The revelation comes as the Government has launched a new initiative to get parents to take more control over how much sugar their children have in their diet.
This includes a new app that parents can use to check the sugar content of foods, by scanning the bar code on the products.
In other news, health chiefs have diverted £1bn meant for new drugs into plugging gaps in NHS budgets, The Times claims.
Apparently money that industry has agreed to refund the NHS for spending on branded drugs above an £8bn cap is being used to cover hospital deficits, instead of giving the money to doctors to use the newest drugs as intended.
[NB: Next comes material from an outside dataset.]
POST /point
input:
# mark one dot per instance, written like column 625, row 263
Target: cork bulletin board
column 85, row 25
Critics such as Katherine Murphy, chief of the Patients Association, said the money should not be used to ‘prop up other services’.
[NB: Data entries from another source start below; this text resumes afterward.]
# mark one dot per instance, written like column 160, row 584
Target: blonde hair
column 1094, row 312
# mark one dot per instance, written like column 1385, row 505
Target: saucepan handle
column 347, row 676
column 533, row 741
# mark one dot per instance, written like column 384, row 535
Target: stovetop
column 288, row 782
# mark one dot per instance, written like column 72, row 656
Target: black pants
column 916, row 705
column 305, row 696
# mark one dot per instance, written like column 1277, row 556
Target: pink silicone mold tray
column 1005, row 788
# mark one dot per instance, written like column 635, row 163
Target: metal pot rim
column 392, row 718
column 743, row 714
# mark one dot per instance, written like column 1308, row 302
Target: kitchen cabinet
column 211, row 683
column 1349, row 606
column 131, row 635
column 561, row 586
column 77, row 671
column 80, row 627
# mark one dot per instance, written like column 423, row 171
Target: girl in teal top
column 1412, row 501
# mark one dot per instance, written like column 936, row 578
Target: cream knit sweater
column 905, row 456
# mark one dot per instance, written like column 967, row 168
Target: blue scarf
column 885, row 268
But Professor Karl Claxton, a health economist at the University of York, said the Government ‘had got a good deal because NHS spending on items such as more staff offered better value for money than new medicines’, the paper adds.
Finally, a charity is launching a website to help people take ‘greater control over their death’, reports The Independent.
The charity, Compassion in Dying, said the website – MyDecision.org – will enable people to complete an online declaration of how they wish to be treated in the final weeks of their life, known as an ‘advance decision’.